KH Yahya Cholil Staquf resmi diberhentikan dari jabatan Ketua Umum (Ketum) Pengurus Besar Nahdlatul Ulama (PBNU). Pasalnya pria yang biasa disapa Gus Yahya itu telah diberhentikan melalui surat keputusan rapat harian Syuriyah PBNU yang diteken Wakil Rais Aam PBNU Afifuddin Muhajir dan Katib Ahmad Tajul Mafakhir pada Selasa, 25 November 2025.

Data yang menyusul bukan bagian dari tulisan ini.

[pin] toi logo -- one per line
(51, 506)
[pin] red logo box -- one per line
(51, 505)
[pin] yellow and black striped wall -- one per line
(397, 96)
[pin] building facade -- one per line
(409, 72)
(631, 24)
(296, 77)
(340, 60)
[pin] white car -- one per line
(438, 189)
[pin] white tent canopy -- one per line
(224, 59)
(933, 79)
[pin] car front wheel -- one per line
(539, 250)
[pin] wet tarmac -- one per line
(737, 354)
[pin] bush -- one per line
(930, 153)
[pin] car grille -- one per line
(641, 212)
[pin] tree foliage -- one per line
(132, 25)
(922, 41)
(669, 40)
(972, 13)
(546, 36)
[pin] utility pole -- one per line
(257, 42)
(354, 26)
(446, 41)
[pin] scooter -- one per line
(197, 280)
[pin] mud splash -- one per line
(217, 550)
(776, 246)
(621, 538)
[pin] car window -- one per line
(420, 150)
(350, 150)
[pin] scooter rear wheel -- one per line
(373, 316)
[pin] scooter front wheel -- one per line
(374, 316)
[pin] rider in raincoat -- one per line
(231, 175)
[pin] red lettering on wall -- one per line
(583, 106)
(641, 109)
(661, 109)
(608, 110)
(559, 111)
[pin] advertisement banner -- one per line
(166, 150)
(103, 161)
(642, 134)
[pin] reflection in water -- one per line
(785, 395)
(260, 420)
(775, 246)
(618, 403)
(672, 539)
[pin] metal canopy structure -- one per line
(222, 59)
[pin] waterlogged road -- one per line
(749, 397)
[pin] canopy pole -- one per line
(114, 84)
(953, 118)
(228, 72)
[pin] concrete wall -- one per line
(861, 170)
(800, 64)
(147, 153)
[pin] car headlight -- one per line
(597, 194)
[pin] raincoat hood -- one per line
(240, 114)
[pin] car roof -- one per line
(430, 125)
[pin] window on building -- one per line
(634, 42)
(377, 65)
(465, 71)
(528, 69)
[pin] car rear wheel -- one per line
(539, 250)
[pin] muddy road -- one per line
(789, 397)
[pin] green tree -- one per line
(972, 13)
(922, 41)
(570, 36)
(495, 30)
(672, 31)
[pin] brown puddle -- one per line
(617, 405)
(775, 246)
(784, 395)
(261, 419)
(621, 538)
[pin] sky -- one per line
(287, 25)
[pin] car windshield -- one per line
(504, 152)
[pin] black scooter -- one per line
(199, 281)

Dalam surat itu disebut Gus Yahya tidak lagi menjadi Ketua Umum PBNU terhitung sejak Rabu 26 November 2025. Disebutkan bahwa Gus Yahya tidak lagi memiliki wewenang dan hak atas jabatan Ketum PBNU.

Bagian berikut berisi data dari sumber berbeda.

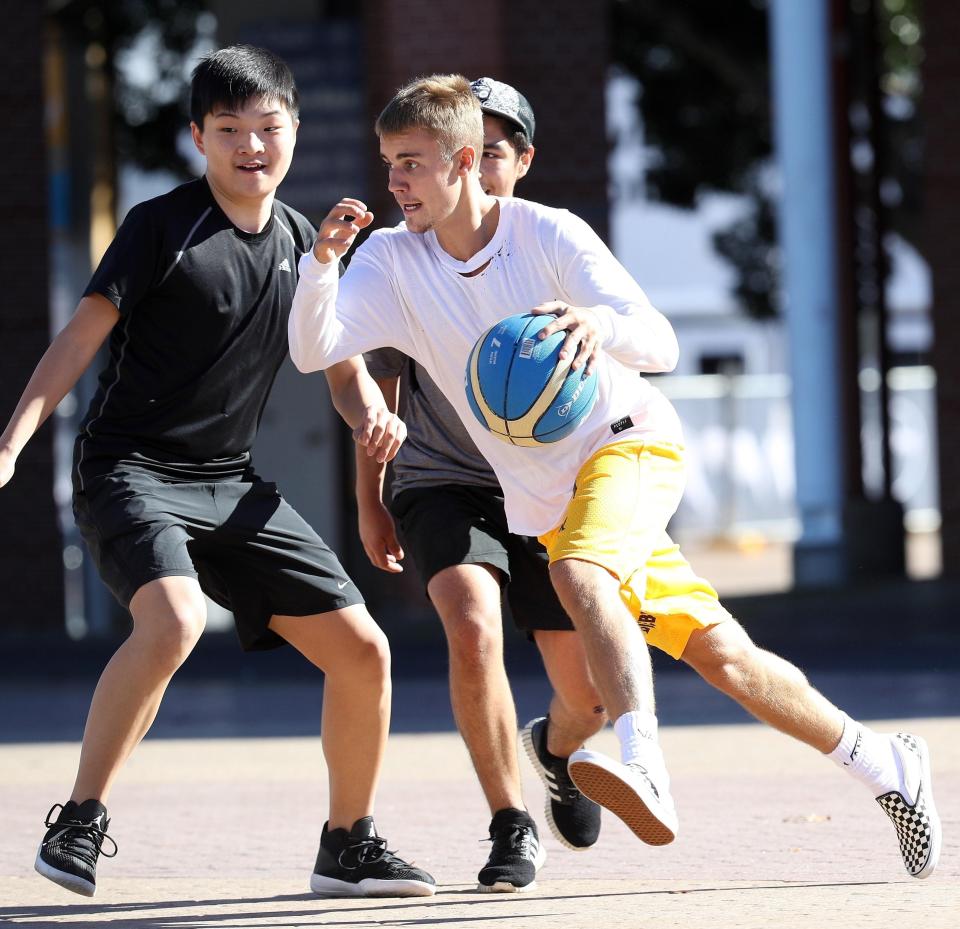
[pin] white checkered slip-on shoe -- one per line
(915, 817)
(627, 791)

Hal tersebut tertuang dalam surat edaran PBNU tentang tindak lanjut keputusan rapat harian Syuriyah PBNU yang diteken Wakil Rais Aam PBNU Afifuddin Muhajir dan Katib Ahmad Tajul Mafakhir pada Selasa, 25 November 2025.
"Bahwa berdasarkan pertimbangan sebagaimana dimaksud pada butir 2 di atas, maka KH Yahya Cholil Staquf tidak lagi berstatus sebagai Ketua Umum PBNU terhitung mulai 26 November 2025 pukul 00.45 WIB," bunyi keputusan surat tersebut.
Disebutkan bahwa Gus Yahya tidak lagi bisa menggunakan atribut, fasilitas dan apa pun yang melekat pada jabatan Ketua Umum PBNU.
"Bahwa berdasarkan butir 3 di atas, maka KH Yahya Cholil Staquf tidak lagi memiliki wewenang dan hak untuk menggunakan atribut, fasilitas, dan/atau hal-hal yang melekat kepada jabatan Ketua Umum PBNU maupun bertindak untuk dan atas nama Perkumpulan Nahdlatul Ulama terhitung mulai tanggal 26 November 2025 pukul 00.45 WIB," demikian isi surat keputusan itu.
Surat ini juga meminta agar PBNU segera menggelar rapat pleno untuk membahas pemberhentian dan pergantian fungsionaris dalam struktur PBNU.
"Bahwa untuk memenuhi ketentuan dan mekanisme yang diatur dalam Pasal 7 Ayat (4) Peraturan Perkumpulan Nahdlatul Ulama Nomor 10 Tahun 2025 tentang Rapat, Pasal 8 huruf a dan b Peraturan Perkumpulan Nahdlatul Ulama Nomor 13 Tahun 2025 tentang Pemberhentian Fungsionaris, Pergantian Antar Waktu dan Pelimpahan Fungsi Jabatan, serta Peraturan Pengurus Besar Nahdlatul Ulama Nomor: 01/X/2023 tentang Pedoman Pemberhentian Pengurus, Pergantian Pengurus Antar Waktu, dan Pelimpahan Fungsi Jabatan Pada Perkumpulan Nahdlatul Ulama, maka Pengurus Besar Nahdlatul Ulama akan segera menggelar rapat pleno," demikian bunyi keterangan tersebut.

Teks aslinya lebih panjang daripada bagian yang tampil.